Actos Dispensacionalmente Considerados - CAPÍTULO XV - ACTOS 9:10-16

O OUTRO ANANIAS

     “E havia em Damasco um certo discípulo chamado Ananias; e disse-lhe o Senhor em visão: Ananias! E ele respondeu: Eis-me aqui, Senhor.

     “E disse-lhe o Senhor: Levanta-te, e vai à rua chamada Direita, e pergunta em casa de Judas por um homem de Tarso, chamado Saulo; pois eis que ele está orando,

     “E, numa visão, ele viu que entrava um homem chamado Ananias, e punha sobre ele a mão, para que tornasse a ver.

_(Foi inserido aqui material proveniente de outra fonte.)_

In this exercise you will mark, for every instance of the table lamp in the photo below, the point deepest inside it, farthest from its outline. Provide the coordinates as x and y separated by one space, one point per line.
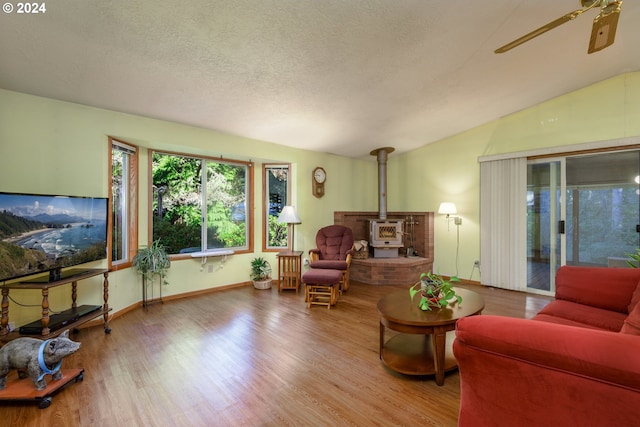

     “E respondeu Ananias: Senhor, a muitos ouvi, acerca deste homem, quantos males tem feito aos Teus santos em Jerusalém;

     “E aqui tem poder dos principais dos sacerdotes para prender todos os que invocam o Teu nome.

     “Disse-lhe porém, o Senhor: Vai, porque este é para Mim um vaso escolhido, para levar o Meu nome diante dos gentios, e dos reis e dos filhos de Israel;

     “E eu lhe mostrarei quanto deve padecer pelo Meu nome.” - Actos 9:10-16.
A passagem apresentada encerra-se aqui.